If we talk about DevOps, we are talking about avoiding the abyss, from the gap, which was usually found between the code development processes (Dev) and its subsequent maintenance (Ops). Imagine that in front of us is a high wall, on one side of which the developers are sitting, he creates a code, throws it through the wall. On the other side of the wall are people engaged in support. They catch the transferred application and start launching and maintaining. And these people know the details needed in the operation. For example, which ports and where will be allocated and open.
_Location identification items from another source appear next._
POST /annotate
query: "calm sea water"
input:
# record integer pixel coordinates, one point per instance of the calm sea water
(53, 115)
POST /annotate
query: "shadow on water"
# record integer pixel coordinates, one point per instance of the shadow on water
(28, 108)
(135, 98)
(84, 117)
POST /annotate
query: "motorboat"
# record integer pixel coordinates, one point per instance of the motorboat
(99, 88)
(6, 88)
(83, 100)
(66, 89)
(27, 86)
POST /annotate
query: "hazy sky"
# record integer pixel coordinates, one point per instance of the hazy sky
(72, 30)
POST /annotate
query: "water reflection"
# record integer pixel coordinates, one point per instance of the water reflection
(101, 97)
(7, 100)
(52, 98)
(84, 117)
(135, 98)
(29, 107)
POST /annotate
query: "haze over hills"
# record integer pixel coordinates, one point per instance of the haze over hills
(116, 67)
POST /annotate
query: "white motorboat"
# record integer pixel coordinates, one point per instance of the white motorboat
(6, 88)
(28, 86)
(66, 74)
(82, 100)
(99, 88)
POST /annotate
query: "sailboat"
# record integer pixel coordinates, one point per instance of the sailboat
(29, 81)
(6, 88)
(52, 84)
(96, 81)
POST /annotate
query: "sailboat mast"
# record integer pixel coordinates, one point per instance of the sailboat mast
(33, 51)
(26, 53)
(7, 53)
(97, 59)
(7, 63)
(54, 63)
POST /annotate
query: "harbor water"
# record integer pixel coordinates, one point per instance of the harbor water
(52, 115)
Instead of you having two separate groups of people with different interests, you want to make sure that they communicate with each other, decide what to do next, together determine what goals they will jointly try to achieve during the working day. So DevOps is a change in the culture of communication that helps colleagues in different technical teams to work for the common good: create business values, deploy software, and support it in their work. I think these are very important changes, and they bring with them accompanying new tools: if you do not have a culture of communication, then there is not much point in introducing the same CI / CD processes.

There is often confusion with DevOps and SRE. Some people believe that SRE competes with DevOps, others consider them to be completely different, overlapping concepts. In my opinion, they are not competitors, but close friends. Think about the approaches that underlie DevOps - reducing organizational costs, treating failures as a normal part of the workflow, gradually introducing changes, automating and implementing the necessary tools for this, using metrics to evaluate processes. As you can see, all this is very abstract: DevOps does not tell us how to reduce organizational costs or introduce gradual changes, it just tells you that it would be nice if they were implemented.

And now let's look at the SRE. Although the SRE approach has evolved independently of the DevOps approach, the SRE is, one might say, an implementation of the DevOps principles: if you represent DevOps as an abstract class or interface in programming, the SRE will be a concrete class that implements this interface. SRE has well-defined approaches to the mass of things and concepts: co-ownership, risk sharing, post-mortem, collecting and accumulating metric values, and more. Therefore, it is more convenient for organizations to talk about adopting SRE because of the presence of very clear processes and entities in it.

Do you think the term “DevOps engineer” is correct? Can it be replaced in some way?

I personally do not think that there is a concept of "DevOps engineer". You can read more in my article “10 Myths of DevOps” that “DevOps” actually represents an ideology: more communication and cooperation between different, but strongly connected essentially organizational units. Although today it looks quite sober and familiar, at first this approach caused both praise and harsh criticism. Since then, many organizations, including Etsy, Facebook and Flick, have surprisingly successfully implemented the principles of DevOps.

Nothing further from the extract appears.